Creditors could argue that its refusal to pump more money into Heta could lead to financial contagion. Commerzbank has taken a €200m provision against its €400m Heta bonds.

The Hypo bonds were underwritten in the boom years before the Lehman crisis by Austria’s populist leader Joerg Haider, then governor of Carinthia. Current governor Peter Kaiser said Carinthia would go bankrupt by June without renewed access to borrowing via the federal treasury,

The FMA imposed the moratorium only a month after Fitch cut its rating on Austria by one notch to AA+ from AAA, warning that the country’s debt dynamics had “deteriorated significantly”.

Fitch said the debt ratio was likely to hit a record 89% of GDP during 2015, and that the bank bailouts had cost 11% of GDP.

Spikes and stalls

The International Monetary Fund has also weighed in, saying that its banking sector is vulnerable to writedowns and non-performing loans as reform has stalled and the Swiss franc spiked.

“Austria’s banks have massive exposure to Central and Eastern Europe. There has been some irresponsible lending – and this is not just confined to Heta,” said Spiro.

While the fallout from the Heta spat is still far from clear at this stage, there is not yet any sign of it contaminating a sovereign that is seen as a clean and popular credit.

“Austria has been an incredibly popular sovereign investment among investors, who like the fact it offers spread over Germany but remains a high-quality credit,” said Lee Cumbes, head of SSAR origination for EMEA at Barclays.

Shortly after the moratorium was imposed, it tapped the bond markets for five-year paper that printed with a negative yield for the first time as investors loaded up with sovereign paper ahead of the European Central Bank’s quantitative easing plan.

“Austria’s banks have massive exposure to Central and Eastern Europe. There has been some irresponsible lending – and this is not just confined to Heta”

The sovereign continues to trade close to Finland and the Netherlands, and it has remained solid throughout the ongoing rate volatility.
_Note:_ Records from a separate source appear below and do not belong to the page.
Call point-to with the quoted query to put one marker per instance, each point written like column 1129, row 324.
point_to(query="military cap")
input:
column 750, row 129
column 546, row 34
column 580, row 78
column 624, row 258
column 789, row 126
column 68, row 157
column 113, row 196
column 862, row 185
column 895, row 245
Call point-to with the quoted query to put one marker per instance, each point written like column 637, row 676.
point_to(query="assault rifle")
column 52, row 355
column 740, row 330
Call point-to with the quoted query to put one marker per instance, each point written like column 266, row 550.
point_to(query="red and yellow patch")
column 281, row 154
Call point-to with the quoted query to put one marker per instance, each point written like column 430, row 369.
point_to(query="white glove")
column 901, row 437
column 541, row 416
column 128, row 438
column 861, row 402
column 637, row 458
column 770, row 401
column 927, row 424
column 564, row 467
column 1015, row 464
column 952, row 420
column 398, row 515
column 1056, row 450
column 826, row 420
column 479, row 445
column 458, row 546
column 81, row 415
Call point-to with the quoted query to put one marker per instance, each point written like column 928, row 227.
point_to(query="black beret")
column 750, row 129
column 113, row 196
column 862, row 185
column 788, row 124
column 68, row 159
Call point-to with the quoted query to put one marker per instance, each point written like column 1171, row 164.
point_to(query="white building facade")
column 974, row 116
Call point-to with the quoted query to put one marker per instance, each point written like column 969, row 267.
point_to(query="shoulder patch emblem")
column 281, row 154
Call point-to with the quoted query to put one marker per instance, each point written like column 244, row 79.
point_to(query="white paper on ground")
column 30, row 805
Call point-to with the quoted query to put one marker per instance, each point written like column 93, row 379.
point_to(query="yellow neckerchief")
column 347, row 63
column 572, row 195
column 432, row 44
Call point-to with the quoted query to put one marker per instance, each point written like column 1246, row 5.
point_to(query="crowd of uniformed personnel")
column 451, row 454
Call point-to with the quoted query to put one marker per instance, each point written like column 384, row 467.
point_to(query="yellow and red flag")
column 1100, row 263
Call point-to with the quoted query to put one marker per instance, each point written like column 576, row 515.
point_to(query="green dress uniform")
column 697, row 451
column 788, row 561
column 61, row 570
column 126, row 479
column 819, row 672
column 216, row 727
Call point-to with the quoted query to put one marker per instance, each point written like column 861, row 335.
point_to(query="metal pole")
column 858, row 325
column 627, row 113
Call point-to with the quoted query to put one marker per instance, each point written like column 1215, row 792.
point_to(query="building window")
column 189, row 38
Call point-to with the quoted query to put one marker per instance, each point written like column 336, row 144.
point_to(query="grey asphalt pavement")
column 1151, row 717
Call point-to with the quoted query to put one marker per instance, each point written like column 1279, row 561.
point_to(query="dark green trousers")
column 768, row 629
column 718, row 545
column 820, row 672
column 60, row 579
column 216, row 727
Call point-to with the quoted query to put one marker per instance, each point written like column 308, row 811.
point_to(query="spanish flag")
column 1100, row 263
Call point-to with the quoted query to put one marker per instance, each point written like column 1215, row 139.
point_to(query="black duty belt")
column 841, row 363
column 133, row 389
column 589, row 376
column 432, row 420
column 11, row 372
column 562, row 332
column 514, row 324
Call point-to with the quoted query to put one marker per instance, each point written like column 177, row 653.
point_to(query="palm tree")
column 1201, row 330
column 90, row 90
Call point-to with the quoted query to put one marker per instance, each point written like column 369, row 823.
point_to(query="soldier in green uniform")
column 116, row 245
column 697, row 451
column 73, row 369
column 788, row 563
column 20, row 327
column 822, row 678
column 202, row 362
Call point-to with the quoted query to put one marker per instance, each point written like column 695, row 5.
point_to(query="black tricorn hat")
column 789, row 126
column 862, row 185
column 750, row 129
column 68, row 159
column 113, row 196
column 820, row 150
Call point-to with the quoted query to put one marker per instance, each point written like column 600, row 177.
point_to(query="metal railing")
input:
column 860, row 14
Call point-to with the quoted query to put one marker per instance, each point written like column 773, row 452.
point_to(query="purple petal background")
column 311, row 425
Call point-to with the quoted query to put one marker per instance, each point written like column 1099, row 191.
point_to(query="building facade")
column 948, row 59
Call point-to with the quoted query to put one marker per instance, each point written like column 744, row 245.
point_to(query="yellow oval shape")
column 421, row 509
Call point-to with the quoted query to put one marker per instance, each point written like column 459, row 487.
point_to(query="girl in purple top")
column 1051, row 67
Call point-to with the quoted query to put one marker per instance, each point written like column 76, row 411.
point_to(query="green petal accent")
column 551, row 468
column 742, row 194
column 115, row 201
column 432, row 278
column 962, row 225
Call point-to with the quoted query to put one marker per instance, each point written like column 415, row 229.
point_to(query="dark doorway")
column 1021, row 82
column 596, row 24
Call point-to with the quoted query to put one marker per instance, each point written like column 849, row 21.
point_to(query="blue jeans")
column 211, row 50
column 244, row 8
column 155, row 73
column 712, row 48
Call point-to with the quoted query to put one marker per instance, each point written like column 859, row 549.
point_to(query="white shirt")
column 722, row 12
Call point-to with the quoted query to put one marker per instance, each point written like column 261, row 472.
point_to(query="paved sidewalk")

That’s partly a function of quantitative easing, which is skewing yields across the eurozone, but also because of Austria’s relatively small size.

It issued around €28bn of debt in 2014, and is on track to issue up to €24bn in 2015.

Spirit of innovation

“If anything, investors want more Austrian bonds, but the market’s moderate size is really part of its attraction,” added Cumbes.

Being a small market has engendered a spirit of innovation – Austria was one of the first sovereigns to print a 50-year tenor bond issue and it pioneered the dual-tranche deal in syndicated form in order to spread issues across two different products and capture different pockets of demand.

It adopted this tactic in May 2014 when it printed a €6bn offering split between a 10-year fixed rate tranche and a six-year floater – its inaugural floating-rate note issue.

The deal was Austria’s biggest ever syndication and the floater attracted strong demand from central banks.

“Austria is very disciplined about pricing and has good grasp on fair value,” said an SSA banker.

Standard & Poor’s confirmed its AA+/A– rating on March 27, saying that it expected Austria would stabilise its debt burden “despite lower growth over the next two years”.

S&P added that Austria boasted the second-lowest unemployment rate in the European Union and the agency has backed the government to deliver on its debt consolidation plans.

Fitch says the implementation of BRRD will “limit Austria’s contingent liabilities from exposures to financial institutions going forward, although some legal and technical questions from the implementation of the law still exist”.

The ratings also reflect Austria’s high net general government debt, which S&P expects will “decline only slowly” from 2015, depending on the success of the work-outs of Heta.

While the spat with Heta will rumble on for the time being, the bail-in legislation is doing the job that it was intended for – decoupling the relationship between sovereign and bank sector. Sovereign investors are not yet het-up over Heta.